Nineteenth-century writers like Christopher Morley tried to feminize the forehead kiss by pairing it with shoes. “High heels were invented by a woman who had been kissed on the forehead,” he claimed. A full century later, Robin Williams’ Mrs. Doubtfire set him straight when she muttered, “If I find the misogynistic bastard that invented heels, I'll kill him.” If forehead kisses are the metaphorical high heels of footwear, I’ll be the one in comfortable flats who can kiss at eye-level.
It’s not only straight couples that use the forehead kiss as a means of imposing distance. In her memoir "The End of Eve," Ariel Gore uses the forehead kiss as a device to foreshadow the end of her relationship. Over a late-night Facebook chat with a friend, Ariel describes Sol by saying she’s “not a partner, she’s the roommate from hell who doesn’t even pay the rent.” Later, as Sol cajoles Ariel into moving to New Mexico with promises of a revived sex life, she seals the offer in what the reader has come to know as Sol’s signature detached style: “Sol kissed me on the head. I always felt like a little kid when she did that, not like anybody’s girlfriend.” It’s a moment infused with both Sol’s quiet sadness and a profound sense of Ariel’s loneliness. Their parting near the end of the book comes as a relief. The forehead stalemate ends and Ariel is free to pursue a relationship with someone who will kiss her without reservation.
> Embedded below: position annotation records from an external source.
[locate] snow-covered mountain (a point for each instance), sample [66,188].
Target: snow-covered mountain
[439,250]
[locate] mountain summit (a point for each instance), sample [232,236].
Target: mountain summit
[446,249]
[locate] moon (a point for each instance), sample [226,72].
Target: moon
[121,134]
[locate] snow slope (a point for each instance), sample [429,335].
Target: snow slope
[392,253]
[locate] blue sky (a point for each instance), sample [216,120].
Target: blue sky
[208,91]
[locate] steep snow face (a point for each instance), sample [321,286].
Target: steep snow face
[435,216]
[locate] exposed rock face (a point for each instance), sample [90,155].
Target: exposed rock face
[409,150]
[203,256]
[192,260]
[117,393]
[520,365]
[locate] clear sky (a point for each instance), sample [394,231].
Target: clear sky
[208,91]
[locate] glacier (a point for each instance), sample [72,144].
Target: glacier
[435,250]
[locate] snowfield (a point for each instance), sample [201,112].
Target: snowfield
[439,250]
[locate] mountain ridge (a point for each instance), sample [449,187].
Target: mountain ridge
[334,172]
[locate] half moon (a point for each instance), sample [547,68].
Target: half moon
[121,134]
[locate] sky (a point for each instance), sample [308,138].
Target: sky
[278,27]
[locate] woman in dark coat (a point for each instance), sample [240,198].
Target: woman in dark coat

All of this angst begs the question: why am I so against the combination of foreheads and kissing? At some point, I probably didn’t care all that much about the subject. But then there was the guy who ended each of our dates with a kiss (or three) on the mouth followed by a kiss on the forehead. I hated it. The passionate good-night kiss was the kiss I wanted to last, not the kiss where he touched his lips to my forehead, as though every date was a kind of Sunday communion and my forehead was the wafer. There are entire journals filled with rhetorical questions: why does he keep going for the forehead and what does it mean?
I tried to outsmart him by pulling away before he could make his move, but he’d tug at my arm and draw me in closer. “Come back here,” he’d say. I relented. I always came back.
Despite what any search of cutesy musings would have you believe, he was not serious about me. We were never exclusive. He never confessed any feelings of true love or eternal devotion, but he did care about me. I like to think we respected each other. But each time he leaned down to brush his lips across my forehead, the performance resumed and we were two actors who never diverted from the stage directions. He was the gallant “gentleman” and I was the passive “lady.” It wasn’t real. Romance is more than the roles we play; it’s the choices we make when we go off-script.